Can anyone explain please why it costs about 50% more to fly from New Zealand to London return than it does to fly from London to NZ. It doesn't seem to make any sense to me at all. Same airlines/same days.
Why are we being scammed by the airlines?
Can anyone explain please why it costs about 50% more to fly from New Zealand to London return than it does to fly from London to NZ. It doesn't seem to make any sense to me at all. Same airlines/same days.
Why are we being scammed by the airlines?
As an inane exercise I just tried the same flights from Singapore/UK and the opposite, originating in the UK. It costs almost THREE TIMES the price if you originate in Singapore. What on earth is all this about?
Crazy, but it was horrible 8 years ago when we were in Sydney too - it cost over a month's salary to go home for my brother's wedding *shudder* Now we have NZ$5k permanently sat in an "emergency UK trip" bank account..
At the moment it might be worse due to the stong NZ$ though, fares were probably set a while back based on an average-ish exchange rate and now they're reaping the moolah. A bit like petrol companies who react very quickly to rises in oil price and v v v slowly to the opposite.
Its cheaper to buy a one way AKL to LON and then a return back!
it sounds funny,but there might be a kind of economics at work. I mean there are probably alot more flights roundtrip originating outside of NZ. So this would tend to drive those prices down.
It does seem quite silly though.
It must be the joys of supply and demand.

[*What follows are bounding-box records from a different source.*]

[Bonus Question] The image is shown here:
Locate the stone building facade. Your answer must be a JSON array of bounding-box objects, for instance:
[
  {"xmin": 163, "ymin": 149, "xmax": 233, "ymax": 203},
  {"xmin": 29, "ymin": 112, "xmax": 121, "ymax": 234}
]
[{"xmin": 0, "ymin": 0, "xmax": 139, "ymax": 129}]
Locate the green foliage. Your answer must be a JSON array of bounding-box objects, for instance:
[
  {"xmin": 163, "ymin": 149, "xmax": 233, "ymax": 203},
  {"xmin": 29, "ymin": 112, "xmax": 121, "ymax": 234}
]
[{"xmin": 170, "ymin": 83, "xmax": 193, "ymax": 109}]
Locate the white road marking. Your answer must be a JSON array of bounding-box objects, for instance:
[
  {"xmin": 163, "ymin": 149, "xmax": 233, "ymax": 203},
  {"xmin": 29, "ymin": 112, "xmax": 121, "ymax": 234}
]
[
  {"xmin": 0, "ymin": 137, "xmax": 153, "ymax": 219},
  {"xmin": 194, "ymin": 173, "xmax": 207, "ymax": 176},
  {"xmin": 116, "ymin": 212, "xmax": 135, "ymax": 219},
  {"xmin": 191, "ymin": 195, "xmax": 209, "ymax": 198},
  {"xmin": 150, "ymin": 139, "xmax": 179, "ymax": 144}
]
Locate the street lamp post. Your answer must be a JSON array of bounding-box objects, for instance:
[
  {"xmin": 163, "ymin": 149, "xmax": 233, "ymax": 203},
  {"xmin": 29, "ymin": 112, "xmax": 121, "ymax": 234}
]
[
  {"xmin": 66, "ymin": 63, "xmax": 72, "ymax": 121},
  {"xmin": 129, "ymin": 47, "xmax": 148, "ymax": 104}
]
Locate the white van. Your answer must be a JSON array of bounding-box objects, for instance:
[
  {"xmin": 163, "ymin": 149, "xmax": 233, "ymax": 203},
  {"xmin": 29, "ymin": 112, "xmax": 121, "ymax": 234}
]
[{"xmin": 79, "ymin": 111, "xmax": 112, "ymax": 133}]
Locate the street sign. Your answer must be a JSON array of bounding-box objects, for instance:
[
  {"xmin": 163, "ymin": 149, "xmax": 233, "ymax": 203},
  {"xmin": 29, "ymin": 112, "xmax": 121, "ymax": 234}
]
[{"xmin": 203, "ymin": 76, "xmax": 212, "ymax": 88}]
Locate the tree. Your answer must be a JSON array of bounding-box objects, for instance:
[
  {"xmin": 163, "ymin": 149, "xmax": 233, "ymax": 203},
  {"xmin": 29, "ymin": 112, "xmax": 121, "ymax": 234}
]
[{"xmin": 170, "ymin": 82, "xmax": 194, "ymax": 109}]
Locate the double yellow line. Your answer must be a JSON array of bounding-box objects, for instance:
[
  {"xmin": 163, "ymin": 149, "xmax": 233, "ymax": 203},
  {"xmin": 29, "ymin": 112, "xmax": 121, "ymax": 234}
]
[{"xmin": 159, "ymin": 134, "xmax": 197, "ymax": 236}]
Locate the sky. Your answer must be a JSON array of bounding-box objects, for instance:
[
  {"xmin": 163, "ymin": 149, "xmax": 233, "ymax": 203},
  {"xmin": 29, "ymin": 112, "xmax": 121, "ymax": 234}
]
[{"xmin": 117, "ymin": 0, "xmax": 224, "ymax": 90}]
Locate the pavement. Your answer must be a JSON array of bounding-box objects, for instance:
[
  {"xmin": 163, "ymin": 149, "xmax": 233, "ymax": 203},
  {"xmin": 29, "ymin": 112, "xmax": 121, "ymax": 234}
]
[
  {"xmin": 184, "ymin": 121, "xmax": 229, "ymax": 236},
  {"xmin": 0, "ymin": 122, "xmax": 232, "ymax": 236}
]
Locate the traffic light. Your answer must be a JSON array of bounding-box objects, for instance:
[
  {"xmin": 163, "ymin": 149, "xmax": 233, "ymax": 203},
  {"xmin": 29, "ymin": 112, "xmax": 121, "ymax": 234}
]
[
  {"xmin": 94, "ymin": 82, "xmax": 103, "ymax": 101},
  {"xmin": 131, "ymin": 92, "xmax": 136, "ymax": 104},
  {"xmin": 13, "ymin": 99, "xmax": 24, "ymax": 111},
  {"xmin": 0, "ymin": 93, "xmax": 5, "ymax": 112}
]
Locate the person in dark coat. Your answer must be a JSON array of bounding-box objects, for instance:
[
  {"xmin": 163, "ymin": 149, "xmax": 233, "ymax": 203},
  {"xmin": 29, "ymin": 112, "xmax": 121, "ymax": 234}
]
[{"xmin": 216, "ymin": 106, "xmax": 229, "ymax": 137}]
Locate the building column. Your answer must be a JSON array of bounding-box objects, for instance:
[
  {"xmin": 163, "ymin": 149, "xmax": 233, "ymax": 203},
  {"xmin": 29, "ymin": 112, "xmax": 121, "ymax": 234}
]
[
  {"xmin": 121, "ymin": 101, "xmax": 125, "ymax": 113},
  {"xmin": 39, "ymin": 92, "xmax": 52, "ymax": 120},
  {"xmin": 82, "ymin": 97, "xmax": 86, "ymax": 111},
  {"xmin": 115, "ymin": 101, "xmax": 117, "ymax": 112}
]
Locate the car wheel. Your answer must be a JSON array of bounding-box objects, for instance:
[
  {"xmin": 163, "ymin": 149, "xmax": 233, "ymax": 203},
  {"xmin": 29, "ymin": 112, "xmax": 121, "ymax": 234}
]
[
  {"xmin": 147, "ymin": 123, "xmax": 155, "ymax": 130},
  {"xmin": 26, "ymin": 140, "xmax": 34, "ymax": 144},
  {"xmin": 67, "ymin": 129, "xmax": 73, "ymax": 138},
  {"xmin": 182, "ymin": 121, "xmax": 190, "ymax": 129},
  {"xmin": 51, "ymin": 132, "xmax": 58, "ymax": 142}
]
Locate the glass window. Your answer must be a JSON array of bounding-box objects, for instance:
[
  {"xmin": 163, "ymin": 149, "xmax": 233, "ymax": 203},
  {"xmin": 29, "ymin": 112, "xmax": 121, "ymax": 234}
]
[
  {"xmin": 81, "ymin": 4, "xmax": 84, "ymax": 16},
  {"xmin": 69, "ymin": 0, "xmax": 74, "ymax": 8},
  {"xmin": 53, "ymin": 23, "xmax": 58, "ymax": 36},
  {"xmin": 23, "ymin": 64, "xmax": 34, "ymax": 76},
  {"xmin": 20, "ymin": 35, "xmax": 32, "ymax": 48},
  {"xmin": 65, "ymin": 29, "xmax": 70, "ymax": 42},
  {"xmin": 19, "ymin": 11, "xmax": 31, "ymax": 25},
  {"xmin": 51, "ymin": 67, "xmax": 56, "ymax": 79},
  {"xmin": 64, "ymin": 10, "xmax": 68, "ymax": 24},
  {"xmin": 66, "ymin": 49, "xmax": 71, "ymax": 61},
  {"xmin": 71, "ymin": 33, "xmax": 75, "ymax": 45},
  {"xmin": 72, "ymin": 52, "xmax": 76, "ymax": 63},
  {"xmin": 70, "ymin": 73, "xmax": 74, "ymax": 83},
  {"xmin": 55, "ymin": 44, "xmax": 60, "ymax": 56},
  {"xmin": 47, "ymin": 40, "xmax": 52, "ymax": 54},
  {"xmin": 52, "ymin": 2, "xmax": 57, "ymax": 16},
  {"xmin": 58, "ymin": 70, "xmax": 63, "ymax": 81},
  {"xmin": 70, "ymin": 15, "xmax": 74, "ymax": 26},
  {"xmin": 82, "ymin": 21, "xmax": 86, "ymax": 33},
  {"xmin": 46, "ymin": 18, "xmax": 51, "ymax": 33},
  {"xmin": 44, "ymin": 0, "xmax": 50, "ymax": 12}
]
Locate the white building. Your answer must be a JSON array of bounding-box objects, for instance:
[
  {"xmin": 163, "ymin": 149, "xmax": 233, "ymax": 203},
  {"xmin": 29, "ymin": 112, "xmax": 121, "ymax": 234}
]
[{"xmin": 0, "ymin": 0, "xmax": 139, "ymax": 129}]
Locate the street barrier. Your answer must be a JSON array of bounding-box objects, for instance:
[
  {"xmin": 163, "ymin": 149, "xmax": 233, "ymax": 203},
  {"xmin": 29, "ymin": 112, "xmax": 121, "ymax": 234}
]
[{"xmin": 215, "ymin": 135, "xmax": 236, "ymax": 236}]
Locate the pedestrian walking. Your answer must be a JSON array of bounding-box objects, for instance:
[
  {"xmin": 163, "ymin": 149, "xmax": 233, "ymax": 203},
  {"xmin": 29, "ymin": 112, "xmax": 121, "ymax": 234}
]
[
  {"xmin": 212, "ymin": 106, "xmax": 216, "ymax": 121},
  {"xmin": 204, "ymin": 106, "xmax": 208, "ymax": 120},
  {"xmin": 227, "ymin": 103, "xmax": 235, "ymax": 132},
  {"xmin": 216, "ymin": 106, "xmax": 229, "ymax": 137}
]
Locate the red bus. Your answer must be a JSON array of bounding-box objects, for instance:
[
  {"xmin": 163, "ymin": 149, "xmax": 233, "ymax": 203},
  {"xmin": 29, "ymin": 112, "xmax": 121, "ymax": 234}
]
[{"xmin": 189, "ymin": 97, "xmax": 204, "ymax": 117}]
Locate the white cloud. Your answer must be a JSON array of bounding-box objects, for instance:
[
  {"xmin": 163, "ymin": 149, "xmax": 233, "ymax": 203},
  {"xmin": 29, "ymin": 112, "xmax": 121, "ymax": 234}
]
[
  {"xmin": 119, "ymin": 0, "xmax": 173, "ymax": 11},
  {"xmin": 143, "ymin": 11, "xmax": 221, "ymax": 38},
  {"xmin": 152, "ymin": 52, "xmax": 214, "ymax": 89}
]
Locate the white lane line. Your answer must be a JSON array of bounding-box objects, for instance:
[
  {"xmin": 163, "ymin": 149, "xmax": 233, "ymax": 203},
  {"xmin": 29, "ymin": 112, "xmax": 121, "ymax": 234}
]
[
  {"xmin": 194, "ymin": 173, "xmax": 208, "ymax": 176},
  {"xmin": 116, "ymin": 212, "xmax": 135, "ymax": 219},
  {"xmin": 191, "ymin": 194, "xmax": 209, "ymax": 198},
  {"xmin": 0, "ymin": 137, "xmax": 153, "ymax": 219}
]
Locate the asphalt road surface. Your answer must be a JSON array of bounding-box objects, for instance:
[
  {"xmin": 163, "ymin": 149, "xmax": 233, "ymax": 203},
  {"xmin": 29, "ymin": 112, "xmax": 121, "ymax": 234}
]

There is simply more competition (at least on the first sector) going from LHR to NZ then the other way around. I know that the price difference holds for Air NZ, but I'm not sure if it also applies to flights routed via Australia or Singapore....
Last edited by girlwithanewf; 3rd January 2011 at 07:18 AM.
I'm pretty sure that the round trip arguement doesn't work, as you're on the same planes/ flights, just in a different order. The currency / tax issue has to be the more important issue.
On the contrary, the tax argument goes the other way around. Fly on 1 March 2011 from the UK to Auckland return on Air NZ (GBP 1002 inc tax - sound like a bargain, suppose there is an up side to a recession...) and you pay a whopping GBP 401 in tax. To the UK from Auckland (return) also on the 1 March, and you pay (NZD 3185 inc tax) only NZD 285 in tax. Airlines do hedge against exchange rate movements, but the implied purchasing power parity of this price differential would be 3:1, which we have not seen for years.
I'm not jsut talking about departure taxes, I'm talking GST, VAT, and corporation taxes. Those are wrapped into the main ticket price. I know that the economics of running an airline are just as complex as the logistics of getting the planes, crew, food, etc in place. Lots of issues running a company with multiple currency and tax systems.
GST in NZ is 15% and in the UK it has just gone up to 20%, so that argument does not work. An airline only pays one set of corporation taxes in the territory where the airline is incorporated, so that can't really explain the differential either. The same price differential also exists with Singapore Airlines, which is HQd in Singapore. It looks like a market price simply determined by supply and demand. There is simply more demand, relative to supply, for flights leaving NZ than then coming here. But this is not a pure New Zealand effect, as you get a similar price differential on the Sydney to London route.